If the program adds an additional argument, all output goes to the file indicated by that argument:
    bstrees -r corpus commands outputfile

Program output

All output should go to the console (stdout), unless otherwise directed. When processing commands, only the result should be echoed; the command should not be echoed.

The insert and delete commands do not have a printable result and therefore should be processed silently.

Documentation

All code you hand in should be attributed to the author. Comment sparingly but well. Do explain the purpose of your program. Do not explain obvious code. If code is not obvious, consider rewriting the code rather than explaining what is going on through comments.

Project compilation

You must implement your modules in C99. You must provide a file named makefile which responds properly to the commands:
    make 
    make test
    make clean
The make command compiles your program, which should compile cleanly with no warnings or errors at the highest level of error checking (the -Wall and -Wextra options). The make test command should test your program and the make clean command should remove object files and the executable.

The compilation command must name the executable bstrees (not bstrees.exe for you Cygwin users). You may develop on any system you wish but your program will be compiled and tested on a Linux system. Only the most foolish students would not thoroughly test their implementations on a Linux system before submission. Note: depending on where you develop your code, uninitialized variables may have a tendency to start with a value of zero. Thus, a program with uninitialized variables may work on your system but fail when I run it.

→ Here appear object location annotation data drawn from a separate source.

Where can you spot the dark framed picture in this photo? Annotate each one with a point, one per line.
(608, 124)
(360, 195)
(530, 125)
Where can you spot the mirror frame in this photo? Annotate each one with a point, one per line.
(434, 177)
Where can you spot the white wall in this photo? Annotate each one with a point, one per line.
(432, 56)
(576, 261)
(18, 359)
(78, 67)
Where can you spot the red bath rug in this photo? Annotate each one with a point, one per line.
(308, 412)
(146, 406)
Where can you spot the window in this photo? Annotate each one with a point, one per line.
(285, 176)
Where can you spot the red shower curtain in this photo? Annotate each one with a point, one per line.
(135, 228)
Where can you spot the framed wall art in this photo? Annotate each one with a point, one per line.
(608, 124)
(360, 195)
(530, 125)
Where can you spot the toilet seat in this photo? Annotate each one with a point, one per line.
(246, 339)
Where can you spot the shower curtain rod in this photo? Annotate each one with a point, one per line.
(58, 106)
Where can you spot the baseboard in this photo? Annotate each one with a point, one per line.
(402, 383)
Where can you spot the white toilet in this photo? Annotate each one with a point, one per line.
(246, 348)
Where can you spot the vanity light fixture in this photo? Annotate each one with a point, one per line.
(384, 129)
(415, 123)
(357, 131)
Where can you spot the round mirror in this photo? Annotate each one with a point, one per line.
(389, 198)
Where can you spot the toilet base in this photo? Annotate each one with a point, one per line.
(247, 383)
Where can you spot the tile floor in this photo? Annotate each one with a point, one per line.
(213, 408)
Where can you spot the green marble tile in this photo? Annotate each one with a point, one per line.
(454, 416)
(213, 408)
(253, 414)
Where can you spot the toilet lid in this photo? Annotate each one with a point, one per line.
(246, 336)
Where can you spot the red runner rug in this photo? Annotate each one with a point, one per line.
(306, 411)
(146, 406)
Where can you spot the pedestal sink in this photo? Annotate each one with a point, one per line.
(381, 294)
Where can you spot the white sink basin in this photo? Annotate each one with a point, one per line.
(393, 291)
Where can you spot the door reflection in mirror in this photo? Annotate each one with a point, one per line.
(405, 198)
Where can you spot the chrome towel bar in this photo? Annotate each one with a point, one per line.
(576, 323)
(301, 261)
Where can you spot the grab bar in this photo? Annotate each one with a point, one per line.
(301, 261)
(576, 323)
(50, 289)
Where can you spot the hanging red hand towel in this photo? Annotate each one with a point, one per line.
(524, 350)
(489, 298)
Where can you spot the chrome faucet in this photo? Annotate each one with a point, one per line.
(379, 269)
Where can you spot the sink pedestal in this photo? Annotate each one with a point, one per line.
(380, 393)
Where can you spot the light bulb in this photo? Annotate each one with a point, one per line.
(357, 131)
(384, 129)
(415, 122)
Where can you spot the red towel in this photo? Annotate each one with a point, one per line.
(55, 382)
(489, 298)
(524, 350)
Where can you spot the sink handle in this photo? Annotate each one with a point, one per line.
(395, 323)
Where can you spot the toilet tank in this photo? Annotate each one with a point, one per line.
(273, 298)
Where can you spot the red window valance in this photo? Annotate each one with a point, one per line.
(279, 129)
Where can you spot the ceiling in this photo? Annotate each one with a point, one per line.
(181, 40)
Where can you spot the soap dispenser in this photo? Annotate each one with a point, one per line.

The correctness and efficiency of your makefile will be tested. You must have the correct dependencies and your makefile should not perform any unnecessary compilations.

Grading

You must pass all tests for your program to be graded.

Handing in results

For preliminary testing, run a make clean and then send me all the files in your directory by running the command:
    submit cs201 lusth test2
For your final submission, run a make clean and use the command:
    submit cs201 lusth assign2
Again, your implementation may be developed on other hardware and operating systems, but it must also compile and run cleanly and correctly on a Linux system.